We’ve gotten so used to it that we barely realize it’s there, but outside the fictional context of movies, have you ever wondered what actually causes the loud bang of a gunshot?
The process goes something like this: you pull the trigger, the bullet leaves the muzzle, there is a loud noise and you experience a forceful jerk in the ‘firing’ hand (recoil). Also, you can add a spinning cartridge flying out of the gun for dramatic effect.
Now, where does the loud bang come from in all of this?
The Physics of a Gunshot
The moment you pull the trigger, a spring mechanism causes a metal firing pin to hit the back end of the bullet, which in turn ignites the small explosive charge in the primer. This ignites the propellant (this is the part that gives such high velocities to the bullet) and the chemicals in the propellant burn, rapidly producing a lot of gas. This gas drastically increases the pressure behind the bullet, causing the bullet to leave the barrel at an incredibly high speed to hit the target.
So, where does the ‘noise part’ occur? Well, as mentioned earlier, a bullet is powered by a tremendous amount of pressure at its back, which propels it forward. Therefore, after the bullet exits the barrel, the pressure of the explosion (that occurred in the back) is suddenly released. This is the reason there’s such a loud BANG when you fire.

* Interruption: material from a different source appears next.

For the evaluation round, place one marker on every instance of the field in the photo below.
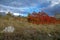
(28, 31)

A champagne bottle also produces a popping sound when it’s uncorked. The principal of uncorking a champagne bottle is actually quite similar to firing of a bullet, although we’re talking about a lot less pressure and speed in the case of a bottle of bubbly.
The ‘Crack’ of a Bullet
The BANG of gunfire is not the only sound associated with firing a bullet; there’s also an audible crack when the bullet passes by someone. This ‘crack’ is heard because some bullets travel at speeds that are greater than the speed of sound itself. These fast-moving projectiles create shockwaves as they zip through the air, which produce a distinct crack. In fact, a zipping bullet is a miniature instance of a sonic boom. For more on sonic booms, check out Why Do You Hear a ‘Boom’ When an Aircraft Speeds by Overhead?
So, there you have it! The bang of a revolver is not some fantastical thing that popular culture has ingrained in our minds to make movies seem more exciting; instead, it is a very real thing with a clear scientific basis…. who knew?